/
Selasa, 13 Desember 2022 | 17:13 WIB
Fakta Baru Kebiadaban Majikan Siksa PRT di Apartemen Simprug: Siti Disuruh Makan Tahi Anjing Selama Tidur di Kandang. (Unsplash)

Terungkap fakta baru di balik aksi keji keluarga majikan terhadap seorang PRT bernama Siti Khotimah (23)di Apartemen kawasan Simprug, Kebayoran Lama, Jakarta Selatan. Tak hanya dirantai dan dikurung di kandang anjing,  Siti juga disuruh memakan kotoran anjing oleh majikannya. 

Fakta itu terungkap dari hasil pemeriksaan salah satu tersangka yang kini sudah ditangkap polisi.  

"Keterangan tersangka lain, disuruh memakan kotoran anjing," kata Kasubdit Renakta Direktorat Reserse Kriminal Umum (Ditreskrimum) Polda Metro Jaya, Kompol Ratna Qurata Aini seperti dikutip dari Suara.com, Selasa (13/12/2022).

Ratna juga mengungkap kebiadaban para tersangka terhadap PRT asal Pemalang itu. Siti terpaksa tidur di lantai selama dikurung di kandang anjing.
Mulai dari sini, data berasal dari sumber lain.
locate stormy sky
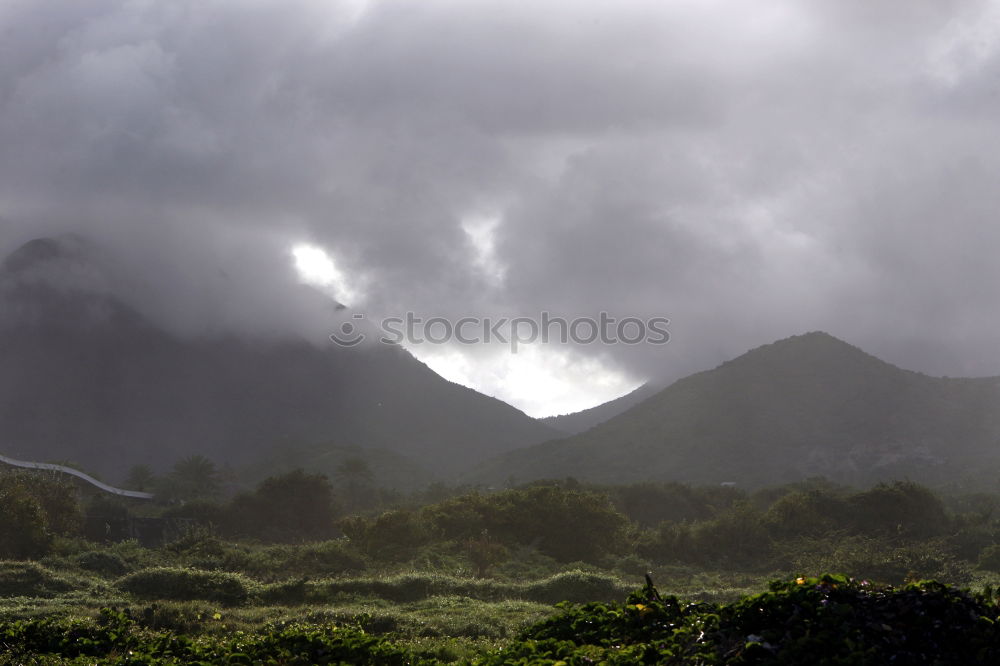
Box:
[0,0,1000,415]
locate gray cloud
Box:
[0,0,1000,410]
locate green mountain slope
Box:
[472,333,1000,486]
[541,384,663,435]
[0,239,556,485]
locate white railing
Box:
[0,454,153,499]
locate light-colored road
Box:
[0,454,153,499]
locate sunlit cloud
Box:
[291,243,364,306]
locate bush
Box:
[0,562,73,597]
[117,567,255,606]
[486,575,1000,666]
[978,544,1000,571]
[422,485,628,563]
[228,469,337,543]
[338,509,431,562]
[74,550,131,578]
[848,481,948,539]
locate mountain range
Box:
[469,332,1000,487]
[7,232,1000,489]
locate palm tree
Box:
[170,454,222,500]
[334,458,375,510]
[125,465,156,491]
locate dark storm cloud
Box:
[0,0,1000,394]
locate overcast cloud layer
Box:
[0,0,1000,414]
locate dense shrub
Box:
[74,550,131,578]
[848,481,949,539]
[0,562,73,597]
[638,502,774,569]
[0,472,82,559]
[606,482,746,527]
[0,609,427,666]
[477,576,1000,665]
[117,567,254,606]
[227,469,338,543]
[422,485,628,562]
[338,509,433,562]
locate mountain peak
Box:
[0,236,84,276]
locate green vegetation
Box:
[9,466,1000,664]
[468,332,1000,489]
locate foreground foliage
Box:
[0,575,1000,666]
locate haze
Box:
[0,0,1000,415]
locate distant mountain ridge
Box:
[542,384,663,435]
[0,238,557,481]
[470,332,1000,486]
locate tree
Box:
[465,530,509,578]
[334,458,375,511]
[0,472,82,559]
[229,469,337,542]
[125,465,156,492]
[168,454,222,500]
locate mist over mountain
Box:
[541,384,663,435]
[0,237,555,478]
[474,332,1000,487]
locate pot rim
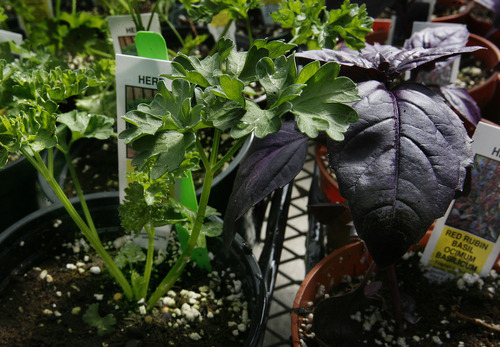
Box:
[0,192,270,346]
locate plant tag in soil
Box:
[134,225,172,251]
[108,13,161,55]
[422,122,500,281]
[116,54,172,201]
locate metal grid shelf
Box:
[256,146,314,347]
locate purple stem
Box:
[387,265,403,332]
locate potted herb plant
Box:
[292,25,492,346]
[0,35,357,344]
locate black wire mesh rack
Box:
[256,146,314,347]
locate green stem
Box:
[159,13,186,47]
[63,152,99,237]
[47,148,54,176]
[148,132,220,310]
[210,19,234,54]
[55,0,61,18]
[210,128,220,166]
[21,148,133,298]
[140,224,155,299]
[212,137,247,172]
[245,16,253,47]
[148,170,214,310]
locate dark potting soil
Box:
[303,250,500,347]
[0,231,252,347]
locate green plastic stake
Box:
[135,31,212,271]
[135,31,168,60]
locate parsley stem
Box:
[63,152,99,237]
[139,223,155,299]
[148,169,213,310]
[20,148,133,298]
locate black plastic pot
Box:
[0,157,39,232]
[0,186,291,346]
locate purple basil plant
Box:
[296,28,479,268]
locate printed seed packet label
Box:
[116,54,172,249]
[108,13,161,55]
[208,11,236,42]
[422,122,500,281]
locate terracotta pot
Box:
[291,241,372,347]
[315,143,345,204]
[291,230,500,347]
[467,33,500,110]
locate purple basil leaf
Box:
[474,0,500,29]
[295,43,482,82]
[404,25,469,68]
[328,81,472,267]
[474,0,500,13]
[439,84,481,126]
[224,122,309,244]
[404,25,469,49]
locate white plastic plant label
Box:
[108,13,161,55]
[0,29,23,45]
[422,122,500,281]
[116,54,172,201]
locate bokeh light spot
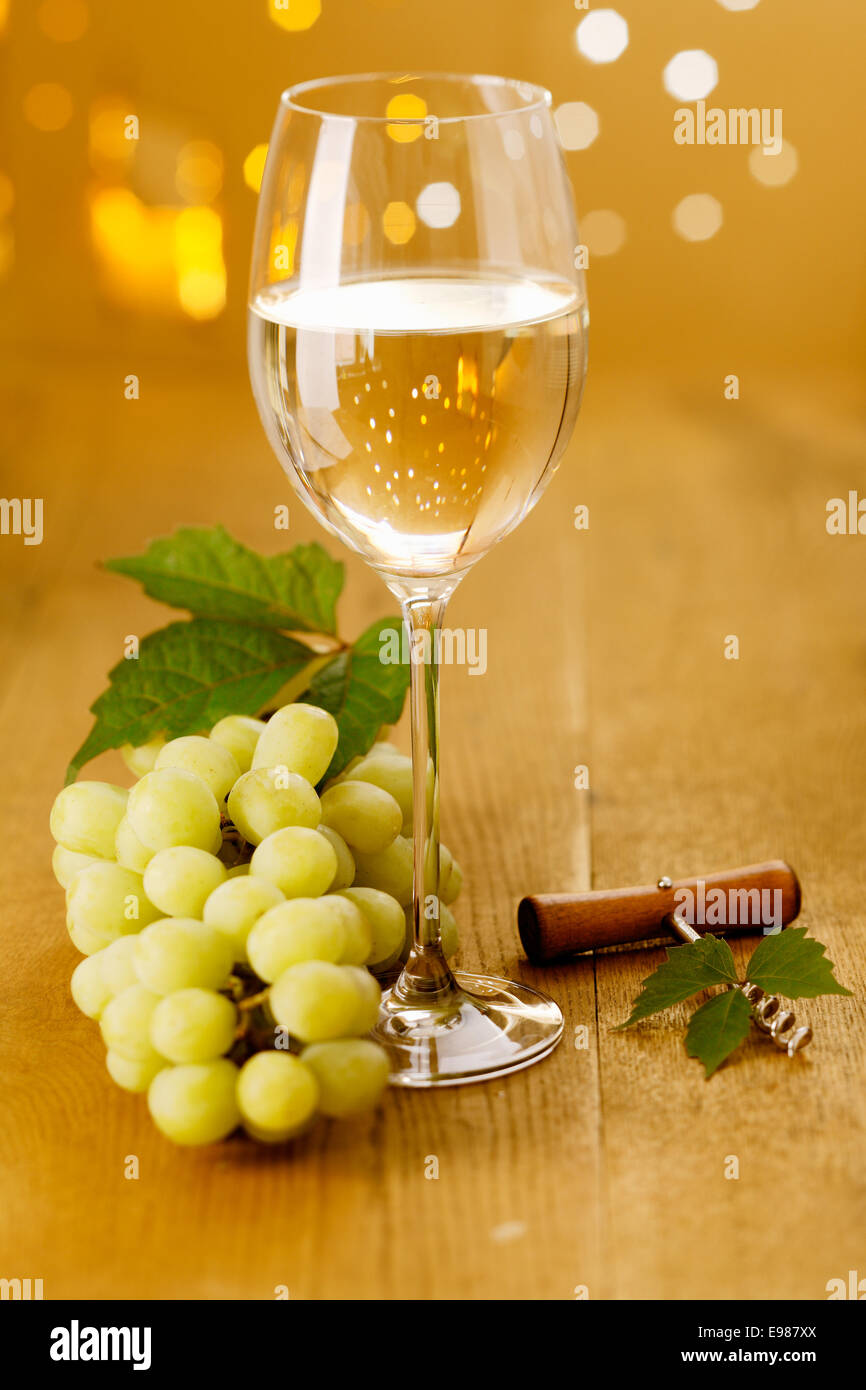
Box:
[24,82,72,131]
[575,10,628,63]
[343,203,370,246]
[268,0,321,33]
[382,203,416,246]
[749,140,799,188]
[0,172,15,220]
[663,49,719,101]
[174,207,225,320]
[175,140,222,203]
[671,193,723,242]
[416,183,460,227]
[243,145,268,193]
[385,92,427,145]
[38,0,90,43]
[553,101,599,150]
[580,207,627,256]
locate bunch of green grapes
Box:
[51,703,461,1144]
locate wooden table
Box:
[0,360,866,1300]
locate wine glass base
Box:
[371,972,563,1088]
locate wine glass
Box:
[249,72,588,1087]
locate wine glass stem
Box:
[393,596,459,1006]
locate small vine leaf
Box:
[685,990,752,1080]
[619,935,737,1029]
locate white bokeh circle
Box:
[574,10,628,63]
[416,183,460,227]
[663,49,719,101]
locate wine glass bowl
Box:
[249,74,588,1086]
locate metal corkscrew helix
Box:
[657,876,812,1056]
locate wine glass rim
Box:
[279,70,553,125]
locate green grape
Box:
[300,1038,388,1119]
[345,965,382,1037]
[332,892,373,965]
[106,1048,168,1095]
[145,845,225,917]
[203,865,285,962]
[135,917,232,994]
[228,767,321,845]
[67,862,160,955]
[154,734,240,805]
[354,835,411,908]
[246,895,366,983]
[345,744,434,835]
[439,845,463,905]
[67,912,107,955]
[70,956,112,1019]
[210,714,265,773]
[250,826,336,898]
[346,745,411,824]
[341,888,406,973]
[121,734,165,777]
[126,767,220,851]
[51,845,104,888]
[114,816,153,873]
[150,990,238,1062]
[321,781,403,855]
[99,984,160,1062]
[147,1056,240,1144]
[99,937,138,997]
[318,826,354,892]
[238,1052,318,1144]
[50,783,129,859]
[253,703,339,785]
[270,960,363,1043]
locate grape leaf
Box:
[746,927,851,999]
[685,990,752,1080]
[619,935,737,1029]
[106,525,343,632]
[302,617,409,777]
[67,619,316,784]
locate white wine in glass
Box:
[249,74,588,1087]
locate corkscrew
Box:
[657,876,812,1056]
[517,859,812,1056]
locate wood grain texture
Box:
[0,361,866,1300]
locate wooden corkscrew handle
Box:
[517,859,801,965]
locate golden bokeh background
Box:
[0,0,866,371]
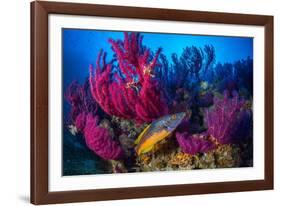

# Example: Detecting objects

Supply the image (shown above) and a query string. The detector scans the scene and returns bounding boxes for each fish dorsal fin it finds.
[135,124,151,144]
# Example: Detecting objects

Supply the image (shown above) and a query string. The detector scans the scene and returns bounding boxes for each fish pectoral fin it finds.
[134,125,150,144]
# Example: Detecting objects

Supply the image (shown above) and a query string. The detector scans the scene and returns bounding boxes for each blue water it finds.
[63,29,253,90]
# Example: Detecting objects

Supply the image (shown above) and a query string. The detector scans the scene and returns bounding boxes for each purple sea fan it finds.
[176,132,215,155]
[202,92,245,144]
[84,114,123,160]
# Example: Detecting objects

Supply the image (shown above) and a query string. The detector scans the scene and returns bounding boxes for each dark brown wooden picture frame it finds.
[31,1,274,204]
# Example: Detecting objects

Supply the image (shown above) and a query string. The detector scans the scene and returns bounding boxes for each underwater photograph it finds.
[62,28,253,176]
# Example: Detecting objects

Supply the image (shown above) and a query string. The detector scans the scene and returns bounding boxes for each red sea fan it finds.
[89,33,168,123]
[84,114,123,160]
[65,80,97,132]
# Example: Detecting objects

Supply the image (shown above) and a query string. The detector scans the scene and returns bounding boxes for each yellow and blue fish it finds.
[135,112,186,155]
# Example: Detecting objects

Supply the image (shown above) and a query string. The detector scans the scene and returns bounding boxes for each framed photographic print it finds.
[31,1,273,204]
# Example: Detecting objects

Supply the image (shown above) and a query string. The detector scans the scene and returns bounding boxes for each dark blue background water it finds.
[63,29,253,91]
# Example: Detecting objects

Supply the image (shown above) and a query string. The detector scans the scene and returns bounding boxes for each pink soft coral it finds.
[90,33,168,123]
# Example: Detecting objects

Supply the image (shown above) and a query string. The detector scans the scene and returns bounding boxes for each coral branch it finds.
[205,92,247,144]
[84,114,123,160]
[176,132,212,155]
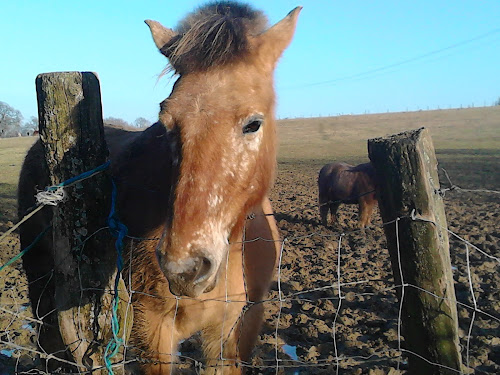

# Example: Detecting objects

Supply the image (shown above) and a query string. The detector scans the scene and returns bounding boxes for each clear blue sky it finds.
[0,0,500,122]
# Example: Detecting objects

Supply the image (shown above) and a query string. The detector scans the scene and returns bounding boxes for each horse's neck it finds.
[108,124,178,236]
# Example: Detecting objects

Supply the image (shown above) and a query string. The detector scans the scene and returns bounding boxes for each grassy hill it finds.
[278,106,500,161]
[0,106,500,229]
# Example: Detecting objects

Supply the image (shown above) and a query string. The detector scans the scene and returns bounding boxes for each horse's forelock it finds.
[161,1,268,74]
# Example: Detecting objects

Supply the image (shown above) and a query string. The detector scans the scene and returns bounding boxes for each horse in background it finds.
[318,163,377,228]
[18,2,301,375]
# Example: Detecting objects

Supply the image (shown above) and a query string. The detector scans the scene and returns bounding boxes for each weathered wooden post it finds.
[368,128,462,375]
[36,72,128,373]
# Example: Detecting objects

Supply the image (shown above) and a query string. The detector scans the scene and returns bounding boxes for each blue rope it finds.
[104,179,128,375]
[45,160,111,191]
[0,160,128,375]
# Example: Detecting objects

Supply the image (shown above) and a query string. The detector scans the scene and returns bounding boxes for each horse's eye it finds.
[243,118,264,134]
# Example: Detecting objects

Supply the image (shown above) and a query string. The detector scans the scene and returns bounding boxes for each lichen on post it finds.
[36,72,128,373]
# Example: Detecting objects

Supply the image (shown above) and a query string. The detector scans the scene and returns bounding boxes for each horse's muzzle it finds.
[157,252,217,298]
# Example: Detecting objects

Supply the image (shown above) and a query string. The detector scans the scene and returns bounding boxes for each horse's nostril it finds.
[193,257,212,284]
[178,257,212,284]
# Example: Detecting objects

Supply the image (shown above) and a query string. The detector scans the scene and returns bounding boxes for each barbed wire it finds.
[0,172,500,373]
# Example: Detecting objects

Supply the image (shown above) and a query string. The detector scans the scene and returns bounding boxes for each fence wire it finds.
[0,172,500,375]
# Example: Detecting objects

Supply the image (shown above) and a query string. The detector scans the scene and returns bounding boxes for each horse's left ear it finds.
[144,20,177,58]
[253,7,302,68]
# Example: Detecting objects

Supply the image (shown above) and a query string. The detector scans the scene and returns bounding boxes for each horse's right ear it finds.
[253,7,302,69]
[144,20,177,58]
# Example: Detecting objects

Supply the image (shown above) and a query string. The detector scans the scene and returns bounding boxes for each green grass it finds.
[0,106,500,230]
[278,106,500,190]
[0,137,38,231]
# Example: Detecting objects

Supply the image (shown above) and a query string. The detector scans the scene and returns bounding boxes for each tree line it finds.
[0,101,151,138]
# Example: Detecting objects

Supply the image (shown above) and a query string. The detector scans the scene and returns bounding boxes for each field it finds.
[0,106,500,375]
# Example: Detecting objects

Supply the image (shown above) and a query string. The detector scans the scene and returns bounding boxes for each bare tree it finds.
[0,102,23,137]
[21,116,38,136]
[134,117,151,128]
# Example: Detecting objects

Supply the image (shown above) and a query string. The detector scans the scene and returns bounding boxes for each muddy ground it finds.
[0,162,500,375]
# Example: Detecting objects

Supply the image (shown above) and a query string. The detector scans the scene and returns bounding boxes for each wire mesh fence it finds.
[0,164,500,374]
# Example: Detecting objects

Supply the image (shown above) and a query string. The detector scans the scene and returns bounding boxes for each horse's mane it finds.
[161,1,267,74]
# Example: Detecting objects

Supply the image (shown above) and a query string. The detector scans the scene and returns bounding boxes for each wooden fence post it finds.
[36,72,127,374]
[368,128,462,375]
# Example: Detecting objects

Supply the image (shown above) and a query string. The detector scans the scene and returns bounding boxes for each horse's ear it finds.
[254,7,302,68]
[144,20,177,57]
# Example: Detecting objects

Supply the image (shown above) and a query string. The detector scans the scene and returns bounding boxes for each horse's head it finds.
[146,2,300,297]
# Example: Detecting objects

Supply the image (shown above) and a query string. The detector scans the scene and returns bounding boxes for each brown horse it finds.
[318,163,377,228]
[19,2,301,374]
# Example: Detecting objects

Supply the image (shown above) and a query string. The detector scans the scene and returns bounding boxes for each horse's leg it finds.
[358,197,371,228]
[131,302,180,375]
[319,196,330,226]
[365,197,377,227]
[201,312,242,375]
[239,198,280,361]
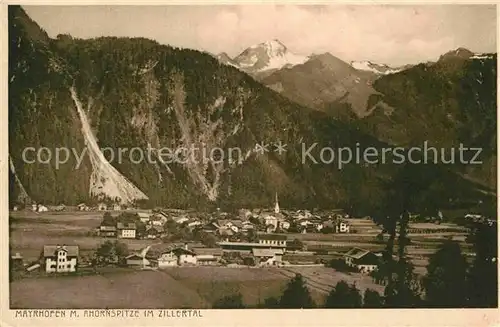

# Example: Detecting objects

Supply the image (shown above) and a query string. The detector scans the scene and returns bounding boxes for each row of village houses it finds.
[11,234,379,273]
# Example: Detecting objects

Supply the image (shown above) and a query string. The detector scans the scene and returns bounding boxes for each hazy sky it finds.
[23,5,496,65]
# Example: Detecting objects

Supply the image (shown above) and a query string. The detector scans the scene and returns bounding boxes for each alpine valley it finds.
[9,6,497,212]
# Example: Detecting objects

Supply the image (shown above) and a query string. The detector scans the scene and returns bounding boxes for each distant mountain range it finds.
[9,6,496,214]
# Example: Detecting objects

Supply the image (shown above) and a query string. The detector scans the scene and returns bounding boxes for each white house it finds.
[172,249,196,266]
[76,203,90,211]
[264,215,278,227]
[158,251,178,268]
[193,248,222,266]
[31,204,49,212]
[125,253,151,267]
[335,221,351,233]
[252,248,283,266]
[188,220,202,227]
[137,212,151,224]
[259,234,287,247]
[149,215,164,226]
[43,245,79,273]
[116,222,137,238]
[174,217,189,224]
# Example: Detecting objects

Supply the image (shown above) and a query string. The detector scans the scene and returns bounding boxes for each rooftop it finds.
[192,248,222,256]
[43,245,79,257]
[116,222,137,229]
[252,248,283,257]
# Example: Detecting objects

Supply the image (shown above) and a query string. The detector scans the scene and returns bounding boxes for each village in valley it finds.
[10,190,490,308]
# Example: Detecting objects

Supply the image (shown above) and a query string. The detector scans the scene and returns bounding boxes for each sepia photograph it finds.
[2,3,498,314]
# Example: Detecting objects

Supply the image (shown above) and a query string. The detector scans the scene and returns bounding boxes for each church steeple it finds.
[274,192,280,213]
Diketahui, jika majikan korban memelihara dua anjing di apartemen. 

"Si ART ini tidurnya ini di lantai, tetapi kondisi tangannya diikatkan ke kandang anjing," kata Ratna.

Diborgol di Kandang Anjing

Terungkapnya kasus penganiayaan terhadap PRT Siti, polisi telah menetapkan delapan tersangka. Mereka adalaj SK (69) dan MK (68) selaku pasangan suami-istri sekaligus majikan korban, JS (22) anak majikan, T, IN, O serta E selaku PRT.

"Pelaku ada delapan orang, ditangkap Jumat 9 Desember 2002," kata Ratna kepada wartawan, Senin (12/12/2022).

Ratna menuturkan peristiwa penganiayaan ini terjadi pada September 2022 lalu. Para tersangka menganiaya korban dengan cara disiram air panas hingga diborgol di kandang anjing.

Baca Juga: Lanjutkan Sukses IMOS 2022, Yamaha FreeGo 125 Connected Pameran Sepanjang Desember di Berbagai Kota Negeri Kita

"Disiram air panas kakinya, diborgol di kandang anjing," ungkap Ratna.

Dituduh Curi Pakaian Dalam

"Masing-masing (tersangka) punya peran. Ada yang memukul, kemudian merantai, kemudian menyiram air panas. Tapi pada dasarnya semua dikendalikan oleh majikannya," imbuhnya.

Berdasar hasil penyidikan awal, motif majikan selaku tersangka utama melakukan penganiayaan ini lantaran Siti diduga mencuri pakaian dalam.

"Tapi bagaimana pun itu tidak dibenarkan main hakim sendiri apalagi menyiksa," tegas Ratna.

Atas perbuatannya, kedelapan tersangka kekinian telah ditahan di Rutan Polda Metro Jaya. Mereka dijerat dengan pasal berlapis di antaranya Pasal 33 KUHP, 351 KUHP kemudian Pasal 44 dan 45 Undang-Undang PKDRT.